Monthly cost review meeting
30 minutes, first Monday. Each agent owner presents: spend, outcome, cost per outcome, one action for the month. Team lead tracks trends.
Cost as owner responsibility
The agent owner owns the cost. Not finance. Not engineering. The owner. They get the dashboard, they get the cap alerts, they get the monthly review. Alignment is automatic when the accountability is clear.
Chief.
Risk 1. Budget surprise
A 40x cost overrun in a quarter hits the P&L at exactly the moment leadership is justifying the AI budget to the board. Worst possible timing.

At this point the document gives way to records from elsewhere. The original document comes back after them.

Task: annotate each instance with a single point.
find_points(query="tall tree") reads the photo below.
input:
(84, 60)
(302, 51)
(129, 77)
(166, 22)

Governance: caps + alerts + monthly reviews. No agent ships without cost instrumentation.
Risk 2. Vendor lock
Every prompt is written for one model family. Moving to a cheaper alternative is possible but costly. Don't assume today's pricing will hold.
Governance: annual "model migration dry run." Take your top 3 agents. Run them on an alternative provider. Know your options.
Risk 3. Cost-cutting that breaks outcomes
Cheaper model ≠ same outcome. Cost cuts that regress resolution rate are bad trades.
Governance: every cost optimization goes through the eval suite (Module 006) before shipping. Cost wins only count if outcomes hold.
Founder.
Solo founder: the monthly LLM bill is something you glance at on your card statement, until it isn't.
The solo cost stack
- Hard cap per agent. Daily dollar limit in code.
- One dashboard, one page, showing spend per agent this month.
- Weekly 5-minute check-in with that dashboard. Anomalies get handled immediately.
- Monthly cost review prompt, per agent.
The cheap-first instinct
Start every new agent on the cheapest competent model. Upgrade only if the outcome requires it. Most agents don't. The instinct to reach for the flagship model is expensive and usually wrong.
Cost is a dial, not a surprise.
If your bill surprises you, you didn't have cost control, you had hope. Every agent gets a cap. Every month gets a review. The bill becomes boring, which is the goal.